A quick google search of “the birthday problem” will show that this quite a famous problem and leads to an intriguing solution. Let’s work it out:
TODO: show that at around 23 people, the likelyhood of two people having the same birthday is 1/2
For some experimental data \(x_{exp}\) and \(y_{exp}\), find a function \(y = f(x,\beta)\) that best resembles the data. \(\beta\) is a set of unknown parameters that is adjusted to perform said task. The method of least squares can be stated as
\[\sum_{i} (f(x_{i},\beta) - y_{i})^{2}\]where \(x_{i}\) and \(y_{i}\) are the data points.

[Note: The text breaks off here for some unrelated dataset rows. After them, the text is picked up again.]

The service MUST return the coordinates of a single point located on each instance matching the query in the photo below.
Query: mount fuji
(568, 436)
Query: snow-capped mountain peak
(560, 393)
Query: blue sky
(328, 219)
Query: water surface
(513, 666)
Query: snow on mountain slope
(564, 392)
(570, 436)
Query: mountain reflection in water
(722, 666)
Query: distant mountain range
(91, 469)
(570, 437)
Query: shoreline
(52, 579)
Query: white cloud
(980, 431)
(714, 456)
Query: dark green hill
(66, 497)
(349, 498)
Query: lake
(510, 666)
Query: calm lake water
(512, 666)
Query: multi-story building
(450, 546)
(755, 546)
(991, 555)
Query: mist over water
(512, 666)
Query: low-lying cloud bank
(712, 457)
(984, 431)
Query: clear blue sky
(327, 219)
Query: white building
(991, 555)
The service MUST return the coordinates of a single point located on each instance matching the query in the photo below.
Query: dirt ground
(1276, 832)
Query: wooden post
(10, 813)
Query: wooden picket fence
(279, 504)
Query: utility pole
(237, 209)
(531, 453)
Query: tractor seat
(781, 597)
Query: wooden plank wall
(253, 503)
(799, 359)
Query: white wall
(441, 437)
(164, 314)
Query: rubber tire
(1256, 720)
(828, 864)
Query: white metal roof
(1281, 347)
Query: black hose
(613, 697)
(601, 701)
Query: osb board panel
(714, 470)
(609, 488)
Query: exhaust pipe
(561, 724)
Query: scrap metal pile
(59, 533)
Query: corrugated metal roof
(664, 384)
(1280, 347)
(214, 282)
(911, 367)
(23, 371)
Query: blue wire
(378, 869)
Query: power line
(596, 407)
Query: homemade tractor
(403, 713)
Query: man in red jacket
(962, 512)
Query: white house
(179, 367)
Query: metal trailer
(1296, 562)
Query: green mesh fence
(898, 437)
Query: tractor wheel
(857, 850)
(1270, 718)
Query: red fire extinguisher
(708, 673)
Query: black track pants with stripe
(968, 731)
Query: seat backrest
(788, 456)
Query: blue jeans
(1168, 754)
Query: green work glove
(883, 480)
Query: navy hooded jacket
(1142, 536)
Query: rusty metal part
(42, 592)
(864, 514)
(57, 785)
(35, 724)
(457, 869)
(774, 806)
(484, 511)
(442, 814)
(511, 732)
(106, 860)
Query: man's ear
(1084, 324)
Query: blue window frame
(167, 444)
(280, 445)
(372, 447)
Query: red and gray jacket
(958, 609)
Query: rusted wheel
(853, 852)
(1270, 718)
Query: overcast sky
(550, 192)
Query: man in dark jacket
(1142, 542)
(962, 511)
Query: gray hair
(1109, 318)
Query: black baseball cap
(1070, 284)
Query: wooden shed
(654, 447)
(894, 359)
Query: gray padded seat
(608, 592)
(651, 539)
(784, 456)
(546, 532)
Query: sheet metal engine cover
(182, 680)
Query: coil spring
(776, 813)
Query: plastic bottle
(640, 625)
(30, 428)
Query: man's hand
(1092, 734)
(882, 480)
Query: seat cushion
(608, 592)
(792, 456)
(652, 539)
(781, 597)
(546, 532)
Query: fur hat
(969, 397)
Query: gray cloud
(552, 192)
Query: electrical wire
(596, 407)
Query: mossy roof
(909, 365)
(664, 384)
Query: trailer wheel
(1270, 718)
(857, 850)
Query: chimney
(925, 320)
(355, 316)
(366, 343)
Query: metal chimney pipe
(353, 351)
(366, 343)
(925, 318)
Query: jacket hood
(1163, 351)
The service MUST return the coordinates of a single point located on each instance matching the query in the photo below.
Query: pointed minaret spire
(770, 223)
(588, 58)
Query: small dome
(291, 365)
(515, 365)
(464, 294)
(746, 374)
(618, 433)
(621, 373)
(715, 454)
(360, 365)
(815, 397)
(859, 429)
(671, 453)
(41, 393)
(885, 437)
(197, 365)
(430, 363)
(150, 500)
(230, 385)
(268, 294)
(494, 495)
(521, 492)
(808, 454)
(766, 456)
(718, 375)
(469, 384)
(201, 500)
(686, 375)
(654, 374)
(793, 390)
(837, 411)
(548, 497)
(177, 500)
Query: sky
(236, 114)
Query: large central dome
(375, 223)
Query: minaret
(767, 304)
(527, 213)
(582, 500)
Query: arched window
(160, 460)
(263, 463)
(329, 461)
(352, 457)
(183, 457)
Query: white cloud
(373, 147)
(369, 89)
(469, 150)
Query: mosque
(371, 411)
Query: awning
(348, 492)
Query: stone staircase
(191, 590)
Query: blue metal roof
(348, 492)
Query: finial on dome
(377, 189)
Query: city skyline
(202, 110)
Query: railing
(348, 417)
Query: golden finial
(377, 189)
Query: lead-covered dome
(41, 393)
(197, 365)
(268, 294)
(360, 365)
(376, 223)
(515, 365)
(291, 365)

Here, \(O_{i}\) represents the observed data, \(E_{i}\) is the expected value of \(i\), and \(\sigma_i\) is the y-axis standard deviation of \(O_{i}\).
We can modify the \(\chi^{2}\) slightly to quantify the difference between two curves based on their known standard deviations. In this case, the standard deviation of the difference need to be taken into account,
\[\sigma_{diff} = \sqrt{ (\sigma_{i}^{a})^{2} + (\sigma_{i}^{b})^{2} }\]Subsequently,
\[\chi_{diff}^{2} = \bigg( \frac{O_{i}^{a} - O_{i}^{b}}{\sigma_{i,diff}} \bigg)^{2}\]In words, the statistical significance between two curves.